Innovative ICU Solutions to Prevent and Reduce Delirium and Post–Intensive Care Unit Syndrome

Alawi Luetz, MD, PhD; Julius J. Grunow; Rudolf Mörgeli, MD; Max Rosenthal, MD, PhD; Steffen Weber-Carstens, MD, PhD; Bjoern Weiss; Claudia Spies, MD, PhD

Disclosures

Semin Respir Crit Care Med. 2019;40(5):673-686. 

In This Article

Intensive Care Unit Solutions Then and Now

The concept of the medical environment as an influential factor in shaping how patients experience their illness and eventual outcome has long been part of clinical medicine.[1–3] Nevertheless, the notion of reshaping the environment in the setting of intensive care unit (ICU) to improve patient outcome is comparatively new, and interest has resurfaced in the last two decades. A brief look at the history of intensive care medicine, from its dawn in the 1940s and 1950s, can help to illustrate the development of this notoriously harsh environment. In these very early stages of intensive care, when the iron lung tremendously decreased poliomortality by locking thousands of patients in iron boxes, without the possibility for any safe pharmacological stress reduction, physicians faced a seemingly unsolvable task of creating an ICU environment that provides some quality of life for the patients. There were two developments at this time, targeted at the ICU-environment as follows: on the one hand, the chronically critically-ill were sent home with the iron lung, provided the economic situation of the patients permitted it; on the other hand, the even more unphysiological, uncomfortable positive pressure ventilation was used with increasing frequency, allowing for the development of subsequent strategies for sedation and pharmacological stress reduction.[4,5] The resulting sedation protocols isolated the patient from the ICU environment. With increasing technological possibilities, the ICUs were consistently developed to accommodate organ-support and technical workflow, while overlooking the patient's perception of their surroundings. Deep sedation took place despite criticism that sedation was potentially not the best solution for these patients.[6]
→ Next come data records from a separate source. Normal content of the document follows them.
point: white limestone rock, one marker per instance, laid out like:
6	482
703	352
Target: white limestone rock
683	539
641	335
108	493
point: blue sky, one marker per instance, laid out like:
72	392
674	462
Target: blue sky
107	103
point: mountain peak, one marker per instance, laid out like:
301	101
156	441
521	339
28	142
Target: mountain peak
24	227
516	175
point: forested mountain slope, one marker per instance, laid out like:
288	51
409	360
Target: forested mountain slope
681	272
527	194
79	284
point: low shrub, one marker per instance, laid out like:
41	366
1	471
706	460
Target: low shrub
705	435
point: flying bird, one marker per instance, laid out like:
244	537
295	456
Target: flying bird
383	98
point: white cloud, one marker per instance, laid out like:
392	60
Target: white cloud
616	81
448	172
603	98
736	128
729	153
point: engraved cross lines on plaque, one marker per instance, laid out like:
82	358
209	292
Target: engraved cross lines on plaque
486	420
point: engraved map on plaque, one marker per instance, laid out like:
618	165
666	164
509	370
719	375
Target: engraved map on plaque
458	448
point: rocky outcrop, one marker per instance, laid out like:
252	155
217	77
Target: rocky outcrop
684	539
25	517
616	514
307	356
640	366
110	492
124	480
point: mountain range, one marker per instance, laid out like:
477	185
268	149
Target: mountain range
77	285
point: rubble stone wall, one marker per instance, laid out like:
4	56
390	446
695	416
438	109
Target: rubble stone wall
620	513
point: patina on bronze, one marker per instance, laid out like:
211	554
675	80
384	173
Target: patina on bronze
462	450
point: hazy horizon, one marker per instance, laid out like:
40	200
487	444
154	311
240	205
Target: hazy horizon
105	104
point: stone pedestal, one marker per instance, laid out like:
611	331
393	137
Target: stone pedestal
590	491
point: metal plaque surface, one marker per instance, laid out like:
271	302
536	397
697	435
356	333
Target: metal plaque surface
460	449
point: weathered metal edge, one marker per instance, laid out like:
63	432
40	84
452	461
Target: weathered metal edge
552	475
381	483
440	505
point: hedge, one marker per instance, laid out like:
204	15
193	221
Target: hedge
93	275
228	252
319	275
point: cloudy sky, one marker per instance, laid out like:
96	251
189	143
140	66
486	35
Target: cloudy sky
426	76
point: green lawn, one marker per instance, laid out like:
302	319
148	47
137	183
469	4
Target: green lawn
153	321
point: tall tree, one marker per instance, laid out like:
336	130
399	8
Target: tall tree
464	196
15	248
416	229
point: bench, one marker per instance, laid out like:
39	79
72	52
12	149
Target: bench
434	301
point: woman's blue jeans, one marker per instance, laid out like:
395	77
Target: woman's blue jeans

Common sedation practice, as recently as in the 1980s and 1990s, mandated high levels of sedation to shield patients from the tolls of their acute illness and the related treatment. Evidence of the adverse effects that this form of sedation management on a patient's cognition, morbidity, and mortality has led to a gradual shift in routine clinical practice. This was initiated by the spontaneous breathing trial (SBT) and spontaneous awakening trials (SAT) and their coordination (ABCs) in the late 1990s and early 2000s.[7–9] It further developed with trials aiming at early light and "no sedation" approaches.[10,11] This newly emerged body of evidence has ultimately led to clinical guideline recommendations advocating for alert and cooperative patients.[12,13]

It is important to mention that this body of evidence is a fundamental prerequisite in, first, patients perceiving and potentially interacting with their environment and second, using this perception for the prevention of complications and the treatment.